Law of Partial Pressures
Dalton created a Law of Partial Pressures. His theory that the chemical makeup of air was not a chemical solvent, but that it was mechanical. A system of small individual particles that used pressure that was applied to each gas independently.
These experiments led Dalton to the discovery that the total pressure of a mixture of gases amounted to the sum of the partial pressures that each individual gas exerted while occupying the same space.
Atomic Theory
Working with gases eventually led Dalton to assert that every form of matter (solid, liquid or gas) was also made up of small individual particles. He defined each particle as "atomos" or "atoms". He then created the first chart of atomic weights in 1803, writing for the Manchester Literary and Philosophical Society.
A book published in 1808 called A New System of Chemical Philosophy, was a further insight into the atomic weights of particles.
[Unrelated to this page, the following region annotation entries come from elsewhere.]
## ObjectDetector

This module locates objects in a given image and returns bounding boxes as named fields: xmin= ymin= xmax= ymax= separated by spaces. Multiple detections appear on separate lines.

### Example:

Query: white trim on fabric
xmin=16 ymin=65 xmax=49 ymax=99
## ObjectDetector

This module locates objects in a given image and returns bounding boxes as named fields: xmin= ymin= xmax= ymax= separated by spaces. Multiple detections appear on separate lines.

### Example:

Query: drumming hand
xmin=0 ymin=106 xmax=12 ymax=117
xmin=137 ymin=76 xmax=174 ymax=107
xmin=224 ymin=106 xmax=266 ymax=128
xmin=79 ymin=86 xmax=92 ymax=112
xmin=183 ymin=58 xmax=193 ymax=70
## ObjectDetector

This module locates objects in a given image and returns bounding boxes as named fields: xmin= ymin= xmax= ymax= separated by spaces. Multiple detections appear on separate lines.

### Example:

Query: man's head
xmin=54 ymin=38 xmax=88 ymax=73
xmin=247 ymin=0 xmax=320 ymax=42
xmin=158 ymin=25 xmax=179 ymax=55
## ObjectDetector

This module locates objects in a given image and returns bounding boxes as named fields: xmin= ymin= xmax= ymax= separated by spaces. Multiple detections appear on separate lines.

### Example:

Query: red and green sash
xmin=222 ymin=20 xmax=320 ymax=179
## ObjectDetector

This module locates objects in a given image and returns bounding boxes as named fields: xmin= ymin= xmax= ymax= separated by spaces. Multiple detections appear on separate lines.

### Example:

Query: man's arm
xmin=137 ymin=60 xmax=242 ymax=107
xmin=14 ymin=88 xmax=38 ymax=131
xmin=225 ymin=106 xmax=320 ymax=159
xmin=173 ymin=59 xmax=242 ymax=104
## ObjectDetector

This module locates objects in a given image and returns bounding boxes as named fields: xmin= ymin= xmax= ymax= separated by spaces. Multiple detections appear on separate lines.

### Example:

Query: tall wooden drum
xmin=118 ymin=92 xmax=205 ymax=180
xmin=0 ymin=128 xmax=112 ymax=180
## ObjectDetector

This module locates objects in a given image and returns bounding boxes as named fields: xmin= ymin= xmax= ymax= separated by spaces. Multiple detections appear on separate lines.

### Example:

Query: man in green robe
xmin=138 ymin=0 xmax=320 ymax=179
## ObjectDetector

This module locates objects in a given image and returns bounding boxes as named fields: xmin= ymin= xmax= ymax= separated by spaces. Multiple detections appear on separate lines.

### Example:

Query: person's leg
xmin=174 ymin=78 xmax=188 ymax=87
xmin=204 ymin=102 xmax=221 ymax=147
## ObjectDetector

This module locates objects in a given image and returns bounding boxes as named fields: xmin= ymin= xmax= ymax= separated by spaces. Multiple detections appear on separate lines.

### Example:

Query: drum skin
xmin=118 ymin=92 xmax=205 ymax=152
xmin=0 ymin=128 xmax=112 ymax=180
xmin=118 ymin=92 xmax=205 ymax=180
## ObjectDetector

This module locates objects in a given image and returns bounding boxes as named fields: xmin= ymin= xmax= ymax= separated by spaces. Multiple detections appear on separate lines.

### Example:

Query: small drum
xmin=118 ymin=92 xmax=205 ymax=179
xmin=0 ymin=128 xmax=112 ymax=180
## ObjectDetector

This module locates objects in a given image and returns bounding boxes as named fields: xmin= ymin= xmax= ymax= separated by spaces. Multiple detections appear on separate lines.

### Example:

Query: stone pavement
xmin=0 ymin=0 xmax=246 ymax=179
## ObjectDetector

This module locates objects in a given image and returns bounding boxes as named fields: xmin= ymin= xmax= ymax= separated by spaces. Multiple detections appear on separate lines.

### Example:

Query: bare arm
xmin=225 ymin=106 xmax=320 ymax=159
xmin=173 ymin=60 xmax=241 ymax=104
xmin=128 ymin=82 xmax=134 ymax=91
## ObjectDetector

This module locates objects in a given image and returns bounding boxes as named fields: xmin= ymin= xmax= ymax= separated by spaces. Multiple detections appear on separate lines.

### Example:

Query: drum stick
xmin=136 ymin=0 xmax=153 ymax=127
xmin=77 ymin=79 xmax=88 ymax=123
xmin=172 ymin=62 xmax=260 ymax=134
Dalton was the first scientist to explain the behaviour of atoms in terms of measurement of weight. He also noted that atoms could not be created or destroyed.
Later Life & Death
Between 1817 to the day he died, Dalton was president of the Manchester Literary and Philosophical Society. In 1832, he accepted, albeit begrudgingly, an honorary Doctorate of Science degree from the prestigious Oxford University. In ironic fashion, the robe he had to wear was red.
Dalton stayed away from the public eye in later life, and turned down opportunities and positions that would put him in the spotlight. In 1837 he had a stroke and trouble with his speech for his remaining life. He died a few years later in 1844.